The Doctor took hold of Solin and bundled him away to safety.
‘Martha, check he’s all right,’ he said, and then turned back to Tiermann and Toaster.
Something very strange was happening to the sun-bed robot. He was on fire. He was flickering with pale emerald flame, all over his ungainly body.
‘What’s happening to Toaster?’ Barbara cried. She was distraught at the terrible sight of her friend. ‘Oh, what’s the Domovoi done to him?’
The Doctor’s face was grim.
‘She’s completely subsumed him.
There’s very little of Toaster left. . . ’

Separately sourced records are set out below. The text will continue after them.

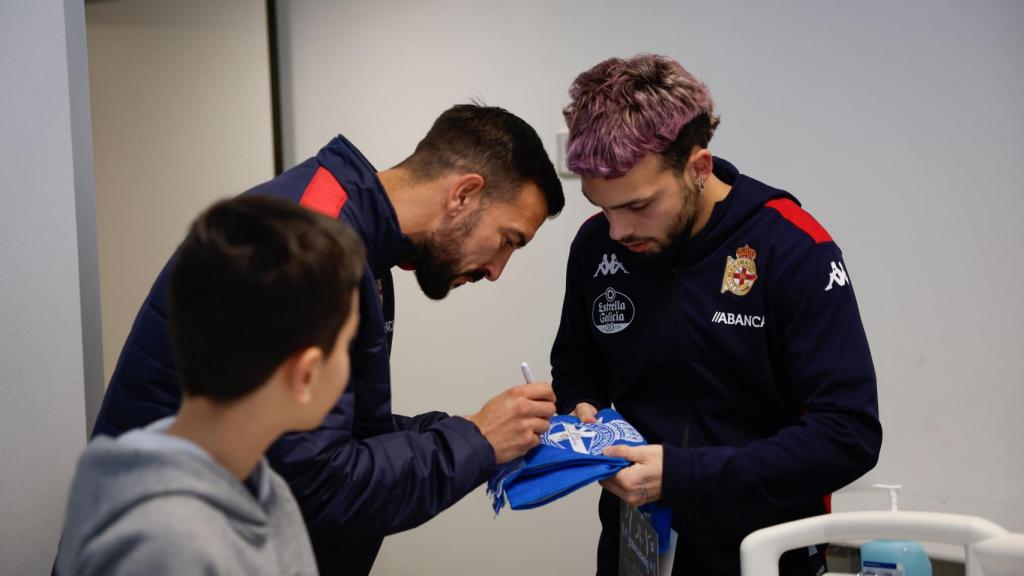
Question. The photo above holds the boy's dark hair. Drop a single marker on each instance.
(493, 142)
(256, 280)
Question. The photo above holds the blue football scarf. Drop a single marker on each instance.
(569, 456)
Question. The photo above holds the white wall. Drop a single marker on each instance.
(898, 124)
(181, 117)
(49, 352)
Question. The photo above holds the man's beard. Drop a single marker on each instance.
(677, 236)
(439, 255)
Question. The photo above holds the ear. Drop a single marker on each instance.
(303, 368)
(464, 195)
(699, 167)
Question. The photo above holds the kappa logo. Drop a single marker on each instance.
(589, 439)
(609, 265)
(612, 312)
(838, 276)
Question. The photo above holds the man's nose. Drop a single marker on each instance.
(495, 268)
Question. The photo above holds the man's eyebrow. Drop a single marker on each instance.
(518, 238)
(624, 204)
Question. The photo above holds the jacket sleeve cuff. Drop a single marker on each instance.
(677, 476)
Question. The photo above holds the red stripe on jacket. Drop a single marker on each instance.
(324, 194)
(793, 212)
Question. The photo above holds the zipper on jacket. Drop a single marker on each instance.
(673, 338)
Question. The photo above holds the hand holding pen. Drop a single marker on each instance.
(513, 421)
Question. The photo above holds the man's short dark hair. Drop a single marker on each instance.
(256, 280)
(494, 142)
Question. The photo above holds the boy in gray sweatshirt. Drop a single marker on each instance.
(262, 306)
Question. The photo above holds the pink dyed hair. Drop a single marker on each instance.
(623, 110)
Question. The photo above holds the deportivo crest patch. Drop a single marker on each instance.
(590, 439)
(740, 273)
(612, 312)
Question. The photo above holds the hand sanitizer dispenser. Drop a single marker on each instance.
(893, 558)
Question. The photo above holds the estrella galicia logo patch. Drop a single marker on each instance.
(613, 311)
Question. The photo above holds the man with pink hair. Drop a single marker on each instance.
(716, 315)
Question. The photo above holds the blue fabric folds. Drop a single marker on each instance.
(568, 457)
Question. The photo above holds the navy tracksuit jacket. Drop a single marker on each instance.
(742, 353)
(366, 472)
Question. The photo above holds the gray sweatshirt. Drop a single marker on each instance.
(152, 503)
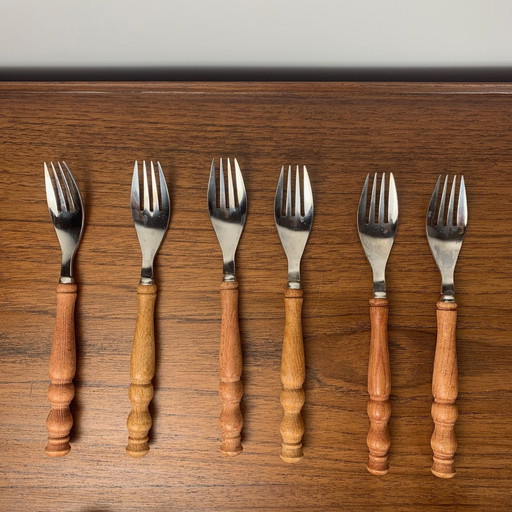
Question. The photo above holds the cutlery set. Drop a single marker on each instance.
(293, 214)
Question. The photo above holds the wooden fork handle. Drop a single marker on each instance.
(62, 370)
(379, 388)
(293, 372)
(445, 390)
(230, 364)
(142, 371)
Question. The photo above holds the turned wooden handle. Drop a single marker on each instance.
(230, 363)
(293, 372)
(62, 370)
(142, 371)
(445, 390)
(379, 388)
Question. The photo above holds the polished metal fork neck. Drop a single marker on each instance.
(446, 234)
(66, 211)
(294, 223)
(378, 234)
(228, 215)
(150, 218)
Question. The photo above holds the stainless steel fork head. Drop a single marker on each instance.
(377, 235)
(151, 219)
(445, 236)
(293, 227)
(66, 212)
(227, 217)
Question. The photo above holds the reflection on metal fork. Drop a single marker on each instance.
(227, 217)
(445, 236)
(294, 227)
(151, 220)
(377, 236)
(67, 215)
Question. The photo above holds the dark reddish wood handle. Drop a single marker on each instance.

Now the burning robot was cackling in the Domovoi’s own insane voice. The flames grew stronger and more verdant. The dark hollows of the Domovoi’s vicious features were becoming apparent.
But still Tiermann faced bravely up to his foe. ‘So. You are freed from the cellar. From Level Minus Forty. Now, at the very last, the Domovoi has come out to play.’